Era com o matraquear agourento das curucacas que despertava a cada manhã, imediatamente consciente da própria maldade e do poder de sua magia. Um mal necessário, a única força capaz de conceder-lhe a tão almejada imortalidade.
Corpo seco nutrido pelo ódio e conservado em desespero qual espécime preservado em formol, há muito que se distanciara da lógica ou pulsões humanas, sendo portanto mais uma intuição do que uma dedução o que lhe fez ver que algo ia mal, que o desgaste da conservação da própria existência superava já a longevidade gerada pelos sacrifícios e rituais, afetando a memória que habitava a carcaça imperecível.
Ciente da concordância de toda a infinita malha que compunha seu “self”, acusou seu aceite à negociação há tanto protelada, atravessando logo em seguida os portões do inferno. Resquícios da agonia decorrente do pequeno acerto de contas que aí então teve lugar podem ainda ser percebidos, quase como hoje se percebem as convulsões e estertores do nascimento ou morte de massas estelares incomensuravelmente distantes.

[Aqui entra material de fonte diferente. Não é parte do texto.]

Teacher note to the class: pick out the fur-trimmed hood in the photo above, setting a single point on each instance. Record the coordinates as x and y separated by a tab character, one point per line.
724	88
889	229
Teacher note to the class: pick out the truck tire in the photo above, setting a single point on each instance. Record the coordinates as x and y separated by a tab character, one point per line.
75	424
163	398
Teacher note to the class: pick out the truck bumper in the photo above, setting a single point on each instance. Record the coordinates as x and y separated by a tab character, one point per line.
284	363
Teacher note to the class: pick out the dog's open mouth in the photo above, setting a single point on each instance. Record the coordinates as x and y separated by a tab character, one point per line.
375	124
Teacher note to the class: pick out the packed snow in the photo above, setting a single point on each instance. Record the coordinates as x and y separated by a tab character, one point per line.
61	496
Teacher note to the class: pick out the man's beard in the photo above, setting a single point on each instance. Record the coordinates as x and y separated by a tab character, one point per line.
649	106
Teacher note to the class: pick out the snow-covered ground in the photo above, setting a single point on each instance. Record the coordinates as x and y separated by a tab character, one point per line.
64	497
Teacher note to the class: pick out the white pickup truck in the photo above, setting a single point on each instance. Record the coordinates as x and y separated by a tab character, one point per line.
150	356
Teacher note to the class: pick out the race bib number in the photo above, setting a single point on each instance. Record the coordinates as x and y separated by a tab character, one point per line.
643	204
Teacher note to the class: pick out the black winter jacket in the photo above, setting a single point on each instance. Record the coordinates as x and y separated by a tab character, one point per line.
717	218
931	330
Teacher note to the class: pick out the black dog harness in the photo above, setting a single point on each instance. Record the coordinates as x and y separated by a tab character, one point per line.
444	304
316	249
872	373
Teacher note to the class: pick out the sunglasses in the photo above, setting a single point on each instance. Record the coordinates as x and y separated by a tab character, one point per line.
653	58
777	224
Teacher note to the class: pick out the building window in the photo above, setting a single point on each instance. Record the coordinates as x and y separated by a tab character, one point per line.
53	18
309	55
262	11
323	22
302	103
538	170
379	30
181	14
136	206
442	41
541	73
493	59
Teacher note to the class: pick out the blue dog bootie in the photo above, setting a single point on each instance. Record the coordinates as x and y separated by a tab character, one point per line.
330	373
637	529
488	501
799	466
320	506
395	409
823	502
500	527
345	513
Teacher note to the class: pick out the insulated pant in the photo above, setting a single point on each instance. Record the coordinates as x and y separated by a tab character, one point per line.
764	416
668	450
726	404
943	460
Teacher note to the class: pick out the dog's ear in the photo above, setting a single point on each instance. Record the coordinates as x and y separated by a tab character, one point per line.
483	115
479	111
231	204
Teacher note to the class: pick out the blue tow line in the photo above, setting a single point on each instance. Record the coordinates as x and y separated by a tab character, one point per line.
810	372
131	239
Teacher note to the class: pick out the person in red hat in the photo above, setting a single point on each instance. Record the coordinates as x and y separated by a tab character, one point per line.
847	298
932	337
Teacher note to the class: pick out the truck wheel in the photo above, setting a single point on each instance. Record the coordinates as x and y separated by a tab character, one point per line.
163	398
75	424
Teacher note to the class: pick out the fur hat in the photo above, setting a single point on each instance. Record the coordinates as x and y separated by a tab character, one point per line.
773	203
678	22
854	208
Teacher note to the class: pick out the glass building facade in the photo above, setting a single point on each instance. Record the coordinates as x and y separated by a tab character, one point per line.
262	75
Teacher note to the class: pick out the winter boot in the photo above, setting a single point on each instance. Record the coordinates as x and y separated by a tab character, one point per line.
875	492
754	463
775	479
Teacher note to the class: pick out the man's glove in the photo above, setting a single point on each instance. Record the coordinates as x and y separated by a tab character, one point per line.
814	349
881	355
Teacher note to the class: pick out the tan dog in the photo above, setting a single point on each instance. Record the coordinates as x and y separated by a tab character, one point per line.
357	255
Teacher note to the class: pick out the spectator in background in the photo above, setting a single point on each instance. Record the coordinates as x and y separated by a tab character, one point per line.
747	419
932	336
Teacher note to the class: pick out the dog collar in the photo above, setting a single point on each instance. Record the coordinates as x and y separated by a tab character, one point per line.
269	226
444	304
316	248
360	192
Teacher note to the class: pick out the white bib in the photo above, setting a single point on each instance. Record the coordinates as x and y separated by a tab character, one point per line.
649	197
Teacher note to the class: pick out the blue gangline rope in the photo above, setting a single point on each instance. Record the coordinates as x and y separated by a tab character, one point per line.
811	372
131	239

Assim foi que, em nome da consciência plena que caracteriza as formas superiores de vida, entregou-se uma vez mais à única força existente capaz de preservá-la na integralidade exigida pela multiplicidade de suas formas, purgando através da dor tudo que pudesse constituir-se em empecilho à continuidade de seu existir.
Ao final do processo, infinitas partículas de si nadaram seu nado sincronizado em estreitos fachos de luz que irromperam através de todas as eras, épocas, espaços, tempos, planos, dimensões e universos, felizes por sequer saberem que nunca mais se reconheceriam ou poderiam reconhecer, como, aliás, ainda não se reconhecem...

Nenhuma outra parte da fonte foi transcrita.